On my way to the Argyle El stop this morning, I stopped at Hong Xuong Bakery on Argyle for another perspective on che. I chose black eyed pea or Che Dau for todays trial. I think I may have found my favorite, there are about ten varieties to try, but the nice lady at the counter insisted I try the taro root version tomorrow. Previously I have tried sweety corn [sic], which is actually a bit like hominy rather than sweet corn. I have also tried Che Thai which is cloyingly sweet. Most of the che have some element of unctuous coconut milk.
Che are the ubiquitous sweet desserts sold all over southern Vietnam, but rarely found in the north. Normally, che consist of various combinations of tapioca, beans, sweetened coconut milk, fresh fruit and sugar. Che is a distinctly Vietnamese sweet, a cross between a pudding and a drink, although it most likely has its roots in Chinese dessert soups. Sometimes served in a bowl like a cold soup, it can also be layered in tall glasses for maximum technicolor effect.
Che is based on a myriad of sweet liquids. Depending on region and personal taste, it might be made with thick coconut milk, thin ginger tea, or sweet red bean soup. At Hong Xuong, in the sliding door cooler, you will see shelves of che on display, chilled behind glass. Some of these are set quite firm like a pudding. They are fairly inexpensive, so you can try two or three or maybe even all twelve without going out on a limb. I believe you can ask for a custom made Che at Hong Xoung or, if not there then, elsewhere on Agryle. The fun, then, is in what you want added to your glass. Just a few of the stir-ins you can choose from: lotus seeds, seaweed strips, corn (each kernel sliced thinly into paper-thin rounds!), dried longans, agar-agar confetti, tapioca, lychee, or basil seeds.

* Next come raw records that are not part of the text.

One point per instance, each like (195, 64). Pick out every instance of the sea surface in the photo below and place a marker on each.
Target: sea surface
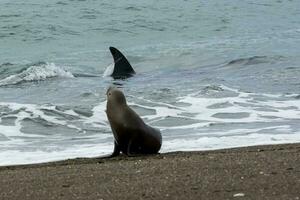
(210, 74)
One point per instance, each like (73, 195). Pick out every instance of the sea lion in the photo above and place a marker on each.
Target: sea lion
(122, 68)
(132, 135)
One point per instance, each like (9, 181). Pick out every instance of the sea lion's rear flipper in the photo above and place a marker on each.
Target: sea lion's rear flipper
(122, 68)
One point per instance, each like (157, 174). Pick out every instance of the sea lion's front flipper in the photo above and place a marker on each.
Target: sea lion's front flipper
(116, 151)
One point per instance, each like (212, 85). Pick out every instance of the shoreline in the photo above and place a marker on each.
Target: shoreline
(256, 172)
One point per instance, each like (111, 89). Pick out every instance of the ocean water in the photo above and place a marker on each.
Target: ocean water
(210, 74)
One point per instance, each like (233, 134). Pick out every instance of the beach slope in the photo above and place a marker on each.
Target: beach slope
(260, 172)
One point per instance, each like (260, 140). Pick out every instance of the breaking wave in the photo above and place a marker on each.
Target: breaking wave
(36, 72)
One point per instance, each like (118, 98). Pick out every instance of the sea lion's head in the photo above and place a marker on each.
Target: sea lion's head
(115, 97)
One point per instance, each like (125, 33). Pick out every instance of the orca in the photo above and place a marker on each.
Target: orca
(122, 68)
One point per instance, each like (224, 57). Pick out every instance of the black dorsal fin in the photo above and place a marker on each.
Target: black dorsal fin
(122, 68)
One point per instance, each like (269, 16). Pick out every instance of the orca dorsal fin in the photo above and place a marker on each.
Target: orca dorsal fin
(122, 68)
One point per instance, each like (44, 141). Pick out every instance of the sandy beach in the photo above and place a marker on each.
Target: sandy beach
(260, 172)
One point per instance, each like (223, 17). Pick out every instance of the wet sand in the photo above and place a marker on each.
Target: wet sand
(261, 172)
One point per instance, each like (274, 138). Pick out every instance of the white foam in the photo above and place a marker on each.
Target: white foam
(270, 119)
(36, 73)
(109, 70)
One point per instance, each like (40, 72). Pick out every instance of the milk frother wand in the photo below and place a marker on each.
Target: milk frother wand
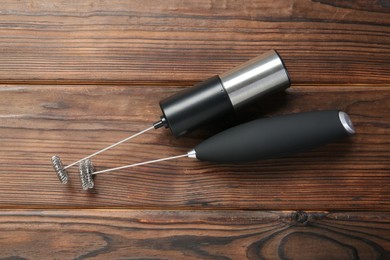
(259, 139)
(214, 98)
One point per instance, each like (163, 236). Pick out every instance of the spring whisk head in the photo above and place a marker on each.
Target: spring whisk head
(62, 174)
(86, 171)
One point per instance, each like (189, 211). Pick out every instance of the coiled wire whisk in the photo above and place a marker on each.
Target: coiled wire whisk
(86, 171)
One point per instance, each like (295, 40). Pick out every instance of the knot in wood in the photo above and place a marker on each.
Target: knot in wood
(300, 217)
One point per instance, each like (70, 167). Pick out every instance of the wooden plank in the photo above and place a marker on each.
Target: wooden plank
(111, 234)
(37, 122)
(131, 42)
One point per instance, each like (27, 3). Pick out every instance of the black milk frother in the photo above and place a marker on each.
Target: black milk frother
(259, 139)
(214, 98)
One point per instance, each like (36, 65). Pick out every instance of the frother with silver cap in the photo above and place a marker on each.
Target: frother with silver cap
(259, 139)
(214, 98)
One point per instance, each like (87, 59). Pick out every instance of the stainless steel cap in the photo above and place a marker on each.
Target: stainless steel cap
(255, 78)
(346, 122)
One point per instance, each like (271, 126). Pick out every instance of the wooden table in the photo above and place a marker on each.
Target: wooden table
(77, 76)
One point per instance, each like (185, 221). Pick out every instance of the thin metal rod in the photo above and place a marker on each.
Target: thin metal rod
(142, 163)
(109, 147)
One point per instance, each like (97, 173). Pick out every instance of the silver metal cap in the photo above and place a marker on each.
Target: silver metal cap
(255, 78)
(346, 122)
(192, 154)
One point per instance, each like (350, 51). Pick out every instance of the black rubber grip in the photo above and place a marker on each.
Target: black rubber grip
(272, 137)
(196, 106)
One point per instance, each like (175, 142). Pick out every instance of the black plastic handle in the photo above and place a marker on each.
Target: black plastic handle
(274, 137)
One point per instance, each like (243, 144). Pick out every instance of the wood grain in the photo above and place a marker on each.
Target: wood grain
(76, 76)
(193, 235)
(74, 121)
(133, 42)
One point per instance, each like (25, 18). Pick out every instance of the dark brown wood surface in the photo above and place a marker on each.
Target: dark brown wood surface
(124, 234)
(76, 76)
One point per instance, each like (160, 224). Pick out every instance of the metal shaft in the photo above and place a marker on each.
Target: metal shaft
(142, 163)
(111, 146)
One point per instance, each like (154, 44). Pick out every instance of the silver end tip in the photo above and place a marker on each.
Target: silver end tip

>>>>>Foodwriter Thy Tran from San Francisco at her website www.wanderingspoon.com writes "the Vietnamese enjoy sweet bean soups as snacks. The whole class is known as che, but they each have a specific name that usually reveals the color of the bean: che dau den (black bean), che dau trang ("white bean," or what we know here as black-eyed peas), even che dau xanh ("green beans," referring to the green covering on mung beans). Coconut milk, lotus seeds, taro root, tapioca, even crunchy seaweed are common additions. Western Vietnamese restaurants sometimes offer them as dessert, but they're really meant for snacking, which South East Asians love to do. You can serve che warm or chilled."

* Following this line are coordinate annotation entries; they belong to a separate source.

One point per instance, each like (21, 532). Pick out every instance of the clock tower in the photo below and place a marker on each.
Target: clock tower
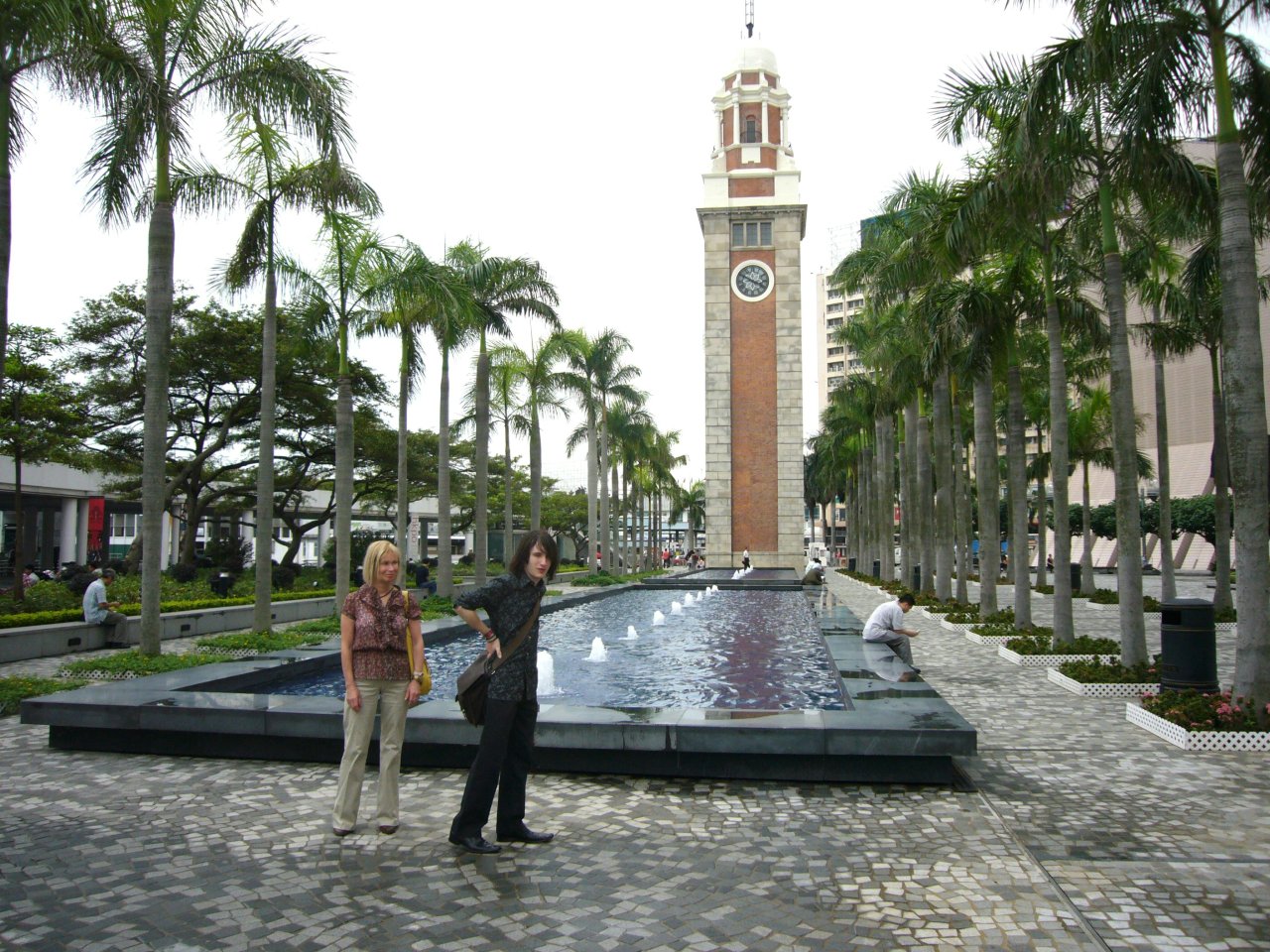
(753, 225)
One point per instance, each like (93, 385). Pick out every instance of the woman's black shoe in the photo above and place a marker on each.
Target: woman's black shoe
(475, 844)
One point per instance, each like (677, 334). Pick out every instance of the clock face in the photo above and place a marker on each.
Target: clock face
(752, 281)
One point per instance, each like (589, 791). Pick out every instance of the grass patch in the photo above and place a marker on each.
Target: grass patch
(16, 688)
(135, 662)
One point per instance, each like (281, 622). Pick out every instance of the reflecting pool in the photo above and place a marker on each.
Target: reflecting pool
(746, 651)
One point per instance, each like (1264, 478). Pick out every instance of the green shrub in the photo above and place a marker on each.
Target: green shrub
(16, 688)
(263, 640)
(318, 626)
(135, 662)
(1205, 712)
(1097, 671)
(1042, 643)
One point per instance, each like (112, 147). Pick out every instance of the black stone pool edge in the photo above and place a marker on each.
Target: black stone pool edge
(905, 737)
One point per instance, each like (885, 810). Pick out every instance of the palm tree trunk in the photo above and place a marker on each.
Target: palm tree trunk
(159, 298)
(943, 425)
(988, 483)
(480, 463)
(508, 515)
(961, 511)
(444, 563)
(1124, 428)
(1167, 581)
(1220, 497)
(606, 534)
(1040, 515)
(535, 468)
(343, 485)
(5, 221)
(262, 619)
(1087, 585)
(1060, 453)
(925, 499)
(1016, 458)
(403, 475)
(1243, 380)
(592, 490)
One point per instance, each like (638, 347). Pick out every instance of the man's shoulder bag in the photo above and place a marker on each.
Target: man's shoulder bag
(474, 683)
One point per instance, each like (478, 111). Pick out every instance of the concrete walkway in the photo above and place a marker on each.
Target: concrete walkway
(1080, 832)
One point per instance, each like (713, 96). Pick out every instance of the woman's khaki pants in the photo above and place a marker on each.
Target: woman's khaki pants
(389, 698)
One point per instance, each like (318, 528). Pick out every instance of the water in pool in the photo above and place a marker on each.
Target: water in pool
(754, 651)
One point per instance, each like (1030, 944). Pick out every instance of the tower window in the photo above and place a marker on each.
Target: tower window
(751, 234)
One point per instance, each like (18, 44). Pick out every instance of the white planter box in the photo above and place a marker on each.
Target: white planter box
(988, 639)
(1048, 660)
(1197, 740)
(1079, 687)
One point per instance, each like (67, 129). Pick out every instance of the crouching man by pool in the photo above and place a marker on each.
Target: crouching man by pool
(885, 625)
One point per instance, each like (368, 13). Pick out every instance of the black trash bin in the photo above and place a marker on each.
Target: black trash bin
(1188, 645)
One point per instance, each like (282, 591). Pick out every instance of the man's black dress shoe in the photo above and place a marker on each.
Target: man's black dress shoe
(475, 844)
(526, 835)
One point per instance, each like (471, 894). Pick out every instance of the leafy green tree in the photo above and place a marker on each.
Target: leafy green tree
(270, 177)
(500, 289)
(212, 400)
(40, 40)
(44, 417)
(160, 61)
(338, 299)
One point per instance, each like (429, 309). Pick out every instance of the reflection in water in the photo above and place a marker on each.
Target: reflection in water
(756, 651)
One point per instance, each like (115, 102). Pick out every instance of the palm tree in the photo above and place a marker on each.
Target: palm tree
(416, 289)
(1196, 66)
(598, 379)
(339, 298)
(499, 287)
(271, 177)
(46, 40)
(159, 62)
(543, 398)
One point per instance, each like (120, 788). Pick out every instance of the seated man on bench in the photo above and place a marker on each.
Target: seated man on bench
(99, 611)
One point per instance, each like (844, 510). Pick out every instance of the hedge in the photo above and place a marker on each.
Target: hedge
(76, 615)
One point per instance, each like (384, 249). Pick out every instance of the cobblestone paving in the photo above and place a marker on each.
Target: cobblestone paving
(1083, 833)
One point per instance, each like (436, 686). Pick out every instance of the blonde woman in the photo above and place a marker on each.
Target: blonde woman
(377, 678)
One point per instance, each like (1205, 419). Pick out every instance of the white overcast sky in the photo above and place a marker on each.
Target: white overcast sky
(571, 132)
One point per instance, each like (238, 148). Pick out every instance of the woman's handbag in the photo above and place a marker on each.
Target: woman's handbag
(474, 683)
(426, 680)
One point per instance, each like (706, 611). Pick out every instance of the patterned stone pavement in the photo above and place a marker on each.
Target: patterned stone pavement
(1080, 833)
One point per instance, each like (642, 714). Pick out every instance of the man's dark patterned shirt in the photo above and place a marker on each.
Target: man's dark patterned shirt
(508, 601)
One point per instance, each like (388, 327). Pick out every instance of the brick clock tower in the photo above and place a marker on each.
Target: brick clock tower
(753, 225)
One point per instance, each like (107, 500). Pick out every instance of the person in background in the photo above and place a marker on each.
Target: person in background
(885, 625)
(377, 678)
(506, 752)
(98, 610)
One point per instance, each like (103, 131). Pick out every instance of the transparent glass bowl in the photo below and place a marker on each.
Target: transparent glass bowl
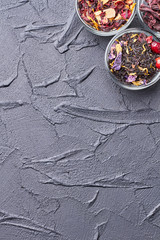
(155, 78)
(110, 33)
(140, 14)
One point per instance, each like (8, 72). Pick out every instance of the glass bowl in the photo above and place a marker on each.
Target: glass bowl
(109, 33)
(140, 14)
(155, 78)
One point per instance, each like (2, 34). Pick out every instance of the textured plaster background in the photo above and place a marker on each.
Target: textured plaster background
(79, 157)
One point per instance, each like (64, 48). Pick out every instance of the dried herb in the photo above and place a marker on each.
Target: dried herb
(151, 15)
(131, 59)
(106, 15)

Thy adds, "Interestingly, the idea of using beans in savory dishes (other than sprouts) is not as natural for most Vietnamese people. Just like when I told my family, while sipping artichoke tea in Saigon, that in the States we serve the whole vegetable as a delicacy, they were horrified." <<<<<
Quite frankly, on the train ride in this morning I began thinking about how wholesome and nutritious this snack is compared to our typical snacks. Legumes have quite a bit of protein and fiber, the sugar and the fat laden coconut milk are a bit over the top in some varieties, but, on the whole, probably not a bad dish to add to substantial snacking. Che certainly beats out refined flour and sugar with who knows what else in our typical snack. I say Viva la Che.